Confira outras opções de lazer gratuitas neste fim de semana em homenagem ao Dia Internacional da Mulher Negra Latino-Americana e Caribenha
Em comemoração ao Dia Internacional da Mulher Negra Latino-Americana e Caribenha, celebrado em 25 de julho, moradores e turistas poderão visitar gratuitamente cinco importantes espaços culturais de Salvador neste sábado (25) e domingo (26).
Durante os dois dias, a entrada será gratuita na Casa das Histórias de Salvador, Casa do Carnaval da Bahia, Cidade da Música da Bahia, Galeria Mercado e Casa do Rio Vermelho. Normalmente, os ingressos para esses equipamentos custam a partir de R$ 10.

A programação faz parte do Circuito Mulheres Negras em Movimento, lançado nesta semana e que segue até o dia 1º de agosto. Com o tema "Do Corre à Plenitude", o evento reúne uma série de atividades voltadas à valorização da cultura, da ancestralidade e do protagonismo das mulheres negras.

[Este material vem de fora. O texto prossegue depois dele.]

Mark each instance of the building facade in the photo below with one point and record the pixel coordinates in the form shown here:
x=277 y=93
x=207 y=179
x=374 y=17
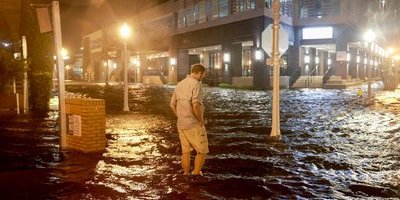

Além da gratuidade nos espaços culturais, a programação inclui apresentações artísticas, rodas de conversa, oficinas, ações de empreendedorismo, serviços de saúde, atividades de bem-estar e iniciativas de proteção social.
Confira os espaços com entrada gratuita
- Casa das Histórias de Salvador
Endereço: Rua da Bélgica, nº 2, Comércio.
Funcionamento: terça a domingo, das 10h às 18h, com última entrada às 17h.
- Casa do Carnaval da Bahia
Endereço: Praça Ramos de Queirós, s/n, Pelourinho.
Funcionamento: terça a domingo e feriados, das 9h às 17h, com última entrada às 16h.
- Cidade da Música da Bahia
Endereço: Praça Visconde de Cayru, nº 19, Comércio.
Funcionamento: terça a domingo e feriados, das 9h às 17h, com última entrada às 16h.
- Galeria Mercado
Endereço: Praça Maria Felipa, s/n, Comércio.
Funcionamento: terça a sábado, das 9h às 16h30; aos domingos e feriados, das 10h às 13h30.
- Casa do Rio Vermelho
Endereço: Rua Alagoinhas, nº 33, Rio Vermelho.
Funcionamento: terça a domingo, das 9h às 17h, com acesso permitido até as 16h.